U.S. Bancorp Community Development Corporation (USBCDC), the tax credit and community investment subsidiary of U.S. Bank, has facilitated $50 million in capital to seven community development financial institution (CDFI) customers, helping them provide loans through the Small Business Administration (SBA) Paycheck Protection Program.

Each of the CDFIs are receiving $5-$10 million in low interest rate loans to support their ability to fund small businesses impacted by the COVID-19 pandemic. CDFIs play a critical role in bringing investment and resources to underserved communities, and those who may not be eligible for traditional small business financing, with a focus on women and minority-owned businesses and low-to-moderate income communities. 

“There is great need across the country and small businesses are among the hardest hit by this global pandemic,” said Zack Boyers, chief executive officer for USBCDC. “In addition to the federal funding programs, we’ve provided financing through our community development corporation to support these CDFIs. CDFIs are committed to supporting entrepreneurs and small businesses in low-income and underserved communities and that means collectively, these CDFIs will help keep paychecks flowing to employees who may need it the most.”

The CDFIs include:

  • Black Business Investment Fund (BBIF) Florida – Supporting black, minority and underserved small businesses in Florida through access to capital and management consulting.
  • Community First Fund – Provides small business loans and assistance to entrepreneurs across eastern Pennsylvania, focused on those owned by people of color or women-owned businesses.
  • Community Reinvestment Fund, USA – Works to address social and economic inequity through financial solutions that help empower people, build sustainable communities and inspire systemic change. 
  • Metropolitan Economic Development Association (Meda) – Provides business consulting, access to capital and market opportunities for minority entrepreneurs in Minneapolis and around Minnesota.
  • MoFi – Provides loans to individuals, businesses and communities across Wyoming, Montana, Idaho, Eastern Washington and Eastern Oregon.
  • NDC Grow America Fund (GAF) – Provides flexible and patient loans to established small businesses, manufacturers and distributors, primarily in low-income communities and/or minority-owned. 
  • Prestamos CDFI – Helps businesses in emerging communities with financing, tools and resources to grow and succeed; is part of Chicanos Por La Causa, Inc., one of the leading Hispanic nonprofits in the country.

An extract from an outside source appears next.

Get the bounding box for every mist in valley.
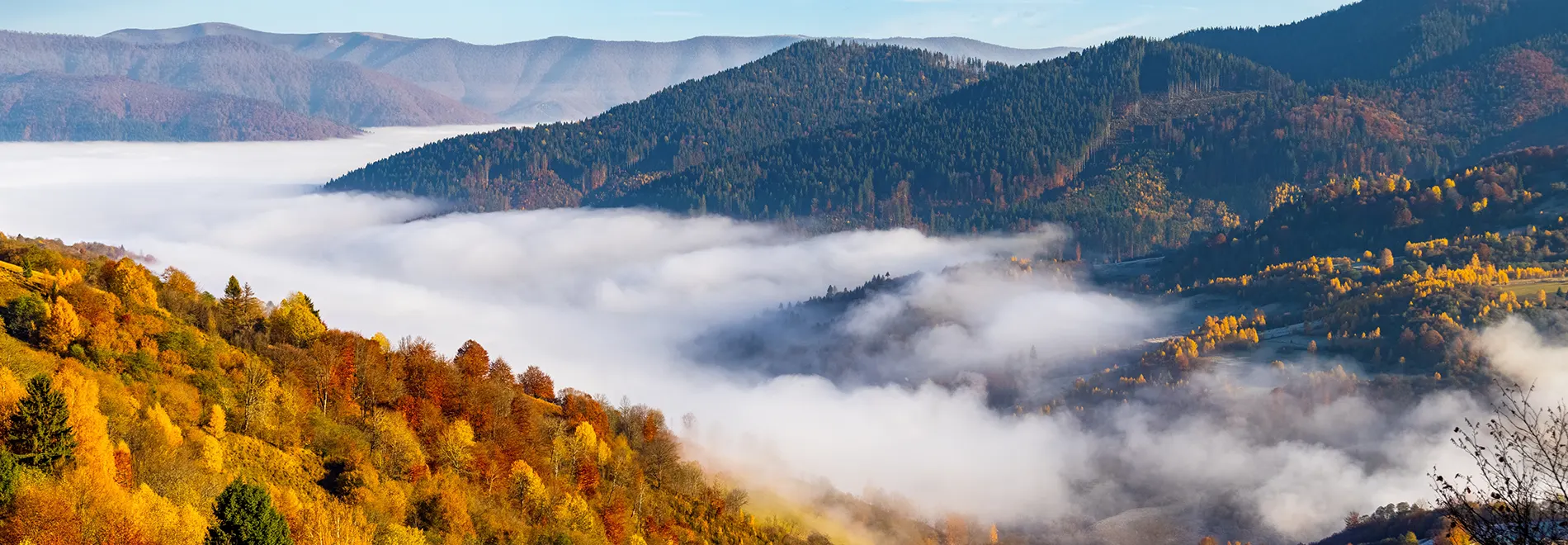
[0,127,1568,543]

U.S. Bank has been a long-time partner working with CDFIs to provide funding to entrepreneurs in underserved communities. By the end of 2019, U.S. Bank helped ensure that more than $400 million in capital was available for CDFIs and their customers. 

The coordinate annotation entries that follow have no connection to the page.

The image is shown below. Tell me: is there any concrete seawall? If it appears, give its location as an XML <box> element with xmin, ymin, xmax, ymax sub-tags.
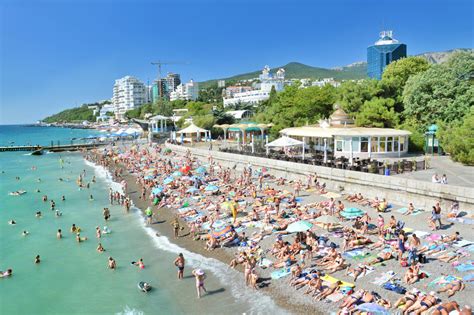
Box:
<box><xmin>166</xmin><ymin>143</ymin><xmax>474</xmax><ymax>211</ymax></box>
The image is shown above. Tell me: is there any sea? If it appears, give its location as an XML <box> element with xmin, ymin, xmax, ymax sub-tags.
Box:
<box><xmin>0</xmin><ymin>125</ymin><xmax>285</xmax><ymax>314</ymax></box>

“U.S. Bank’s support of MoFi, and more importantly, of the people and communities MoFi serves across the Northern Rockies, is helping hundreds and hundreds of businesses weather the COVID-19 crisis,” said Dave Glaser, MoFi president. “U.S. Bank’s partnership with MoFi is ensuring that small businesses are getting a lifeline when they need it most.” MoFi is also one of 30 nonprofits that recently received a U.S. Bank Market Impact Fund grant. 

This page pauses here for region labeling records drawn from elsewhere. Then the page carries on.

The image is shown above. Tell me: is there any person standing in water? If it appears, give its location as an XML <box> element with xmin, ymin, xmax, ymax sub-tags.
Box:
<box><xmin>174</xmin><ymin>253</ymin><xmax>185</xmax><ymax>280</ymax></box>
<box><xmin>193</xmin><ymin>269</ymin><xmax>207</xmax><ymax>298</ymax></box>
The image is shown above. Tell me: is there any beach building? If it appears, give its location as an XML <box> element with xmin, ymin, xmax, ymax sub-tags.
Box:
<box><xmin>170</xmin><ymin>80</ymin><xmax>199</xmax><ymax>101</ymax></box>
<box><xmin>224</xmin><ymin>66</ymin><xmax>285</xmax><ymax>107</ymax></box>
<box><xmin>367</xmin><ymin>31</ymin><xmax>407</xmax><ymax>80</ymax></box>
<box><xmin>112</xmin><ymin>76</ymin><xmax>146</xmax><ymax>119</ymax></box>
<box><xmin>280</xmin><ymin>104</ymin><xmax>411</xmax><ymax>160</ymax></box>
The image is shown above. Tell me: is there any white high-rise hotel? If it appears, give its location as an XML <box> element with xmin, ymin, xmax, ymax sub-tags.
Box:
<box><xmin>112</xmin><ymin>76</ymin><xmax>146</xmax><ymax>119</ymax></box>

“We are grateful to U.S. Bank for their constant support over the years,” said Alfredo Martel, president and CEO of Meda. “This capital injection into our CDFI loan fund is a reflection of their decisive and steadfast partnership in our mission of helping minority entrepreneurs succeed. It will allow us to directly assist many minority-owned businesses during this unprecedented time of economic uncertainty.” 

“As a result of U.S. Bank’s investment of capital into BBIF, we have been able to invest into hundreds of Florida’s black, minority, and other underserved businesses,” said Inez Long, BBIF president and CEO. 

U.S. Bank also recently announced a shift in its approach to community giving this year in response to the COVID-19 pandemic. Last month, the company announced a $30 million philanthropic commitment focused on short-term relief and long-term recovery. U. S. Bank donated $4 million to three national nonprofits – United Way, LISC and Operation HOPE, transformed and expedited its annual $1 million Market Impact Fund, and announced that its remaining $25 million in grants planned for this year could be used by nonprofits for general operating expenses rather than for specific programming. U.S. Bank is also doubling employee matching gift contributions to support organizations working toward long-term recovery and has established a virtual volunteer network so employees can assist nonprofits during this time of need.